Counselors & Therapists

All these are folks I know personally or professionally and have had a good sense of their work and their person. Shopping for a therapist is difficult, I know. It has been for me too. I hope this list is helpful. You might also explore the Somatic Experiencing and Organic Intelligence practitioner lists.

Many of these practitioners offer a sliding scale.

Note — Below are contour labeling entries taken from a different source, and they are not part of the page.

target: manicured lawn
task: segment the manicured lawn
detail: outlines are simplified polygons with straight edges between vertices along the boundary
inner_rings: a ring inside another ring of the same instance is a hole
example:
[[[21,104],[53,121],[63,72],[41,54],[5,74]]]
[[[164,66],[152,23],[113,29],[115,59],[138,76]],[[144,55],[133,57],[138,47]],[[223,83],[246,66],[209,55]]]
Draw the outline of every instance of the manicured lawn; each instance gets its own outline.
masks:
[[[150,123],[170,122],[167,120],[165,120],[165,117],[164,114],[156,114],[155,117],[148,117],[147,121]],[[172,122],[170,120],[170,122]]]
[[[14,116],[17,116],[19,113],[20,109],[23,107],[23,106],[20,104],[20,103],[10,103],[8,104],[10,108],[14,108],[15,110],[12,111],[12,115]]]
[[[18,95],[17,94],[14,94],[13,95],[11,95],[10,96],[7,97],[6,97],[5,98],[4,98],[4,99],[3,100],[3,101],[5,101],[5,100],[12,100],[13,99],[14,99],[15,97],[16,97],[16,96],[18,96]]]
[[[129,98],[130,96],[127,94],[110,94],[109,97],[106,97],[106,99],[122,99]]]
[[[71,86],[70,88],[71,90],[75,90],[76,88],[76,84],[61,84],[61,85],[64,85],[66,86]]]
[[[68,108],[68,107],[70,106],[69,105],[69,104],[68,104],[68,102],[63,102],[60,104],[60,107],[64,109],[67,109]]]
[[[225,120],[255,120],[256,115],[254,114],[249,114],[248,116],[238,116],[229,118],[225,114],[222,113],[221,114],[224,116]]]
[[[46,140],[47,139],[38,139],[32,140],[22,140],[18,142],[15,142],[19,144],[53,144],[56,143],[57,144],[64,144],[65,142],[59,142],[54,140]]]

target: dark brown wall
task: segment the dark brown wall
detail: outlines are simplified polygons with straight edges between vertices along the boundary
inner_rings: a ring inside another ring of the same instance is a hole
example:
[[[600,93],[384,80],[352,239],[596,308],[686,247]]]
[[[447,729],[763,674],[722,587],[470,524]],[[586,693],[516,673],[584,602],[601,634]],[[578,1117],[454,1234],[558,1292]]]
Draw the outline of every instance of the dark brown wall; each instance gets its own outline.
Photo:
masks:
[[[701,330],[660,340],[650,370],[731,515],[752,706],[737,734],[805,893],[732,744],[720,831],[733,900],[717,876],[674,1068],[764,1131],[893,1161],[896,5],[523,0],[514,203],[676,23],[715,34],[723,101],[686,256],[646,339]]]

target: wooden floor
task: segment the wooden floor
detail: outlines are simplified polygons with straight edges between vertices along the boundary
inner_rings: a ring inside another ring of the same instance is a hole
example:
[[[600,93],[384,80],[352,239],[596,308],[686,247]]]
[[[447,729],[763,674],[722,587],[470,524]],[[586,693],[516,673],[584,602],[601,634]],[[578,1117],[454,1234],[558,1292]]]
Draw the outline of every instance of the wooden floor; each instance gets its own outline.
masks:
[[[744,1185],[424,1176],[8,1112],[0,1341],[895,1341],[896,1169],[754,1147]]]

Many also will do distance work via online video. For both, I recommend making contact first based on your hit that they might be a good person to work with, then ask about the logistics. When asking for a sliding scale, offer the highest you can honestly afford, taking your respect for this work and the long training these healers have undertaken into account.

Organic Intelligence

OI practitioners are not as often MFTs (“therapists”) as most of the below SE practitioners are, and the work can be distinct enough from classical therapy and SE that it wants its own category. So here are a few friends doing lovely OI work. Almost all are listed on the Organic Intelligence mentor list. Everyone is in the SF Bay Area except those noted otherwise.

Sara Oakes, SEP, CSW (Oakland, CA)

Michelle Borok, LM, CPM (Berkeley, CA)

Ellah Ray, LM, CPM (Berkeley, CA)

Anthony “T” Maes (Berkeley, CA)

Maggie Brande, SEP, OI (San Francisco, CA)

Eliza Meadows, LMHC, CN, SEP (Asheville, NC)

Rebecca Renfrow, MS, SEP, LMHCA (Seattle, WA)

Bram Kaprow (Encinitas/San Diego, CA)

Robin Craig, LPC, SEP, OICC (Flagstaff, AZ)

Veronika Gold, MFT, SEP (San Francisco, CA)

Randy Watson (Ashland, OR)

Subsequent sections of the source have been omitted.